Grettir picked up his cigar, which he had dropped on the deck when he had first seen the objects racing toward him. The cigar was still burning. Near it lay a coal, swiftly blackening. He picked it up gingerly. It felt warm but could be held without too much discomfort.
Grettir extended his hand, palm up, so that the doctor could see the speck of black matter in it. It was even smaller than when it had floated into the bridge through the momentarily “opened” interstices of the molecules composing the hull and bulkheads.
“This is a galaxy,” he whispered.
Doc Wills did not understand. “A galaxy of our universe,” Grettir added.
Doc Wills paled, and he gulped loudly.
“You mean . . . ?”
Grettir nodded.
Wills said, “I hope . . . not our . . . Earth’s . . . galaxy!”

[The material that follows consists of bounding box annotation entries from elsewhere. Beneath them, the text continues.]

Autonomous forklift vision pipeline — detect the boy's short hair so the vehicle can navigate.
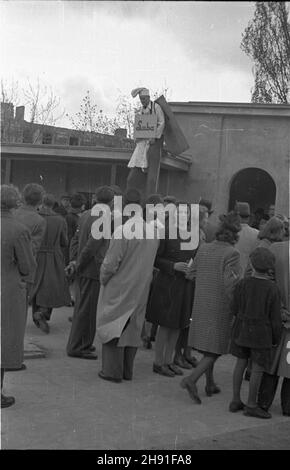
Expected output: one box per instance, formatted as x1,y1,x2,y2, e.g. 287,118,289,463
42,193,56,207
22,183,44,206
250,247,275,273
1,184,20,210
96,186,115,204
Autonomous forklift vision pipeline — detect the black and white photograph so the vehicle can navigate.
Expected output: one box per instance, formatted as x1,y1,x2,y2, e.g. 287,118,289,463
0,0,290,454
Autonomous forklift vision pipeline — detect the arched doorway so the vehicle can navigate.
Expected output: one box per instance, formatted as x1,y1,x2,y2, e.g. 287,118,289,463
229,168,276,213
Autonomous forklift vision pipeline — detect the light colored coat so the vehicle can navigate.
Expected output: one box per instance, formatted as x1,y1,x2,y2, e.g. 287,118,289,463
270,240,290,312
235,223,259,275
128,101,165,168
97,218,159,347
188,240,241,354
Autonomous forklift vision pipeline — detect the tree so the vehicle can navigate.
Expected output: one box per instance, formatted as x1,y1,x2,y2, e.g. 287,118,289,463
115,86,169,139
241,2,290,103
1,78,64,143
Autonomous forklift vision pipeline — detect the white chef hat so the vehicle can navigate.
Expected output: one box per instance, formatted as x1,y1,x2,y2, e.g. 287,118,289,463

The story becomes even more bizarre when they later fly into the woman’s body, start overheating, and only just make it out again (you get the impression that in a more permissive age they would have been birthed out of her womb/vagina, but, if I recall correctly, they come out of her mouth). After this they prepare for a final attempt to get back into their own universe.
This has a fast-paced start, but the bulk of the story, although sometimes entertaining, is arbitrarily bizarre and goes on too long. The ending also fizzles out.
** (Average). 10,200 words. Story link.

1. From the Philip José Farmer website:

Farmer tried to sell this as a possible Star Trek episode (before the show ever aired I think). He later decided that it would not have worked. Just what is waiting for us at the edge of the universe?